Tutorial: Essentiality Analysis in a Single Condition

To illustrate how TRANSIT works, we are going to go through a tutorial where we analyze datasets of H37Rv M. tuberculosis grown on glycerol and cholesterol.


Run TRANSIT

Navigate to the directory containing the TRANSIT files, and run TRANSIT:

python PATH/src/transit.py

Adding the annotation file

Before we can analyze datasets, we need to add an annotation file for the organism corresponding to the desired datasets. Click on the file dialog button, on the top of the TRANSIT window (see image below), and browse and select the appropriate annotation file. Note: Annotation files must be in “.prot_table” format, described above.

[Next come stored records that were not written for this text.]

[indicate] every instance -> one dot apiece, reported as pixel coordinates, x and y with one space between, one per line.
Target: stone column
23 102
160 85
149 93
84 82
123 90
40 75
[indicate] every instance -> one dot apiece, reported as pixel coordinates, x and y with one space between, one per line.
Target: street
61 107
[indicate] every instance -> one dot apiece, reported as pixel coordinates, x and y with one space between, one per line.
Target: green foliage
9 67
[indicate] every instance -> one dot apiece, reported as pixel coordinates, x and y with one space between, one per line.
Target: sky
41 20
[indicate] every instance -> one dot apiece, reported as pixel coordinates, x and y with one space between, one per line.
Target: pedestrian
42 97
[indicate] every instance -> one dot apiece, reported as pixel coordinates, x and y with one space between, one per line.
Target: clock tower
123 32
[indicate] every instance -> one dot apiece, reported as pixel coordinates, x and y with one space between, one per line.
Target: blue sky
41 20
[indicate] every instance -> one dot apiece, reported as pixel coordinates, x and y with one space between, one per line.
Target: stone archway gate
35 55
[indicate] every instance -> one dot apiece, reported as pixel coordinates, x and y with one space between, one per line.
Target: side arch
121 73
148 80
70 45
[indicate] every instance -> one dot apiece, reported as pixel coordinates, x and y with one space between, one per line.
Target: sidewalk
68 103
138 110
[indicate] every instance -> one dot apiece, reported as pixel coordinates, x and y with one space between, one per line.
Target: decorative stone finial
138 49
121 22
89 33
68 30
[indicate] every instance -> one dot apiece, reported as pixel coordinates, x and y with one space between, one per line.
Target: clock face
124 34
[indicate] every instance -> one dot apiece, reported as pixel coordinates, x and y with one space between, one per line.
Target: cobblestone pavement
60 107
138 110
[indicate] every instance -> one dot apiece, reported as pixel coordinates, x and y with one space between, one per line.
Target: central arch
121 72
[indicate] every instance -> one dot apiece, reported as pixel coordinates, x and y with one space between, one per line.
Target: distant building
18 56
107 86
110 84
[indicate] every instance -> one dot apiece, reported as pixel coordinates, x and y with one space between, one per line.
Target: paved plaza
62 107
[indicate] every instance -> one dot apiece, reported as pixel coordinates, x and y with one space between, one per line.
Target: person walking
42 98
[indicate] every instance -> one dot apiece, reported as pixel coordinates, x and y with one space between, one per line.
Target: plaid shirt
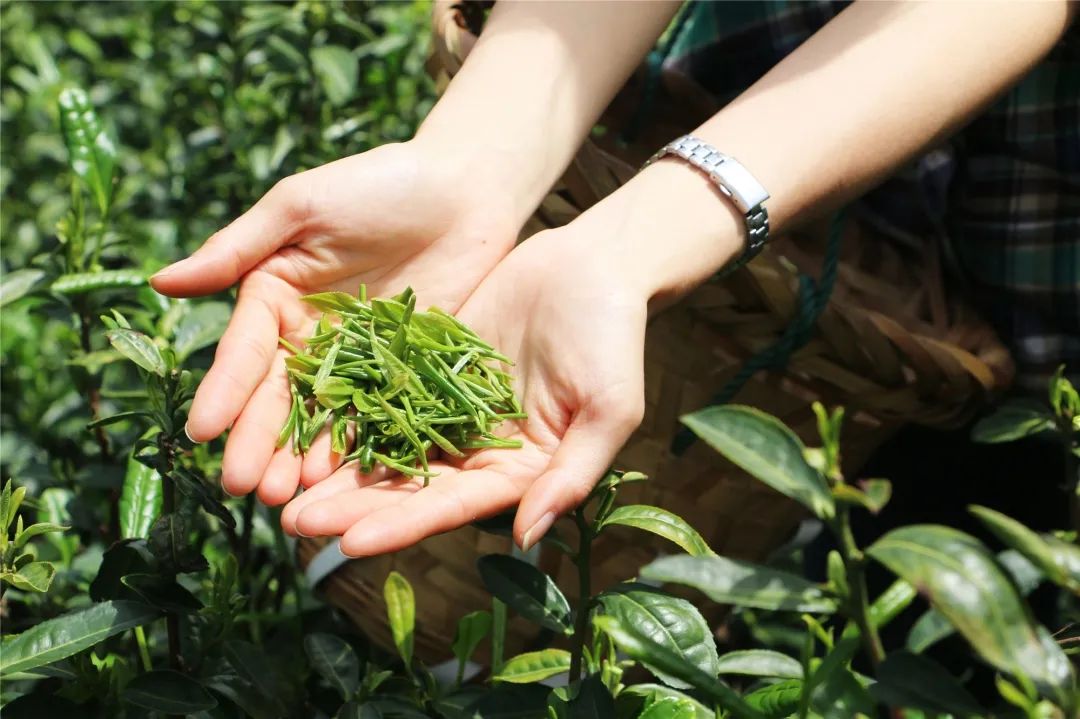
1006 192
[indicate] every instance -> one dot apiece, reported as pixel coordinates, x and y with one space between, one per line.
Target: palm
577 341
381 219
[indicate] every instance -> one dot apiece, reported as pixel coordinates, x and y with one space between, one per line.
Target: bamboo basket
892 346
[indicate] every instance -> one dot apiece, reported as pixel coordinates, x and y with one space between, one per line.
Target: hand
391 217
576 329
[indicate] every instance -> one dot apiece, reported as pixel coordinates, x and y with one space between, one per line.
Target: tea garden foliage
133 587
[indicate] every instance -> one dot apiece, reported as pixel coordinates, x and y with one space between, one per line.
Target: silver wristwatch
732 179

_images/transit_tutorial_annotation.png

Adding the control datasets

We want to analyze datasets grown in glycerol to those grown in cholesterol. We are choosing the datasets grown in glycerol as the “Control” datasets. To add these, we click on the control sample file dialog (see image below), and select the desired datasets (one by one). In this example, we have two replicates:

_images/transit_tutorial_control_datasets.png

As we add the datasets they will appear in the table in the Control samples section. This table will provide the following statistics about the datasets that have been loaded so far: Total Number of Reads, Density, Mean Read Count and Maximum Count. These statistics can be used as general diagnostics of the datasets.

Visualizing read counts

TRANSIT allows us to visualize the read-counts of the datasets we have already loaded. To do this, we must select the desired datasets (“Control+Click”) and then click on “View -> Track View” in the menu bar at the top of the TRANSIT window. Only those selected datasets will be displayed:

_images/transit_dataset_track_view.png

This will open a window that allows that shows a visual representation of the read counts at the TA sites throughout the genome. The scale of the read counts can be set by changing the value of the “Max Read” textbox on the right. We can browse around the genome by clicking on the left and right arrowm, or search for a specific gene with the search text box.

This window also allows us to save a .png image of the canvas for future reference if desired (i.e. Save Img button).

Scatter plot

We can also view a scatter plot of read counts of two selected datasets. To achieve this we select two datasets (using “Control + Clicck”) and then clicking on “View -> Scatter Plot” in the menu bar at the top of the TRANSIT window.

_images/transit_dataset_scatter_graph.png

A new window will pop-up, show a scatter plot of both of the selected datasets. This window contains controls to zoom in and out (magnifying glass), allowing us to focus in on a specific area. This is particularly useful when large outliers may throw off the scale of the scatter plot.

Essentiality analysis with the Gumbel method

Before comparing both conditions against each other, we may want to determine which genes are essential in a specific condition to get an idea of the genes which are required. To do this we can use the Gumbel or the HMM methods, which determine essentiality within one condition. First we chose the Gumbel method from the list of (Himar1) analysis methods in the menu on top:

_images/transit_gumbel_options.png

For this particular case we leave the parameters at their default settings as these work with a wide variety of datasets (See above for an explanation of their function). We then click on the “Run Gumbel” button and wait until the analysis finished running. The progress bar will give us information about how much of the analysis is still left. Once the program finishes, the results file is automatically created (with the name chosen at run-time) and it is automatically added to the Results File section at the bottom of TRANSIT. We can visualize the results by selecting this file from the list, and clicking on the “Display Table” button. This will open a new window with a table of resuls:

From this window we can view results, and sort on a specific column (described above) by clicking on a column header. In addition, the top of this window contains a breakdown of the number of essential and non-essential genes found by the Gumbel method. We can see that 675 genes are found to be essential by the Gumbel method (16%), roughly matching expectations that 15% of the genomes is necessary for growth in bacterial organisms. Clicking on the “Zbar” column we can sort the data on the posterior probability of essentiality. If we sort in descending order, we get those genes which are most likely to be essential on the top. Among these are genes like GyrA (DNA gyrase A) and RpoB (DNA-directed polymerase), which are both well-known essential genes, and which are obtain a posterior probability of essentiality of 1.0 (Essential).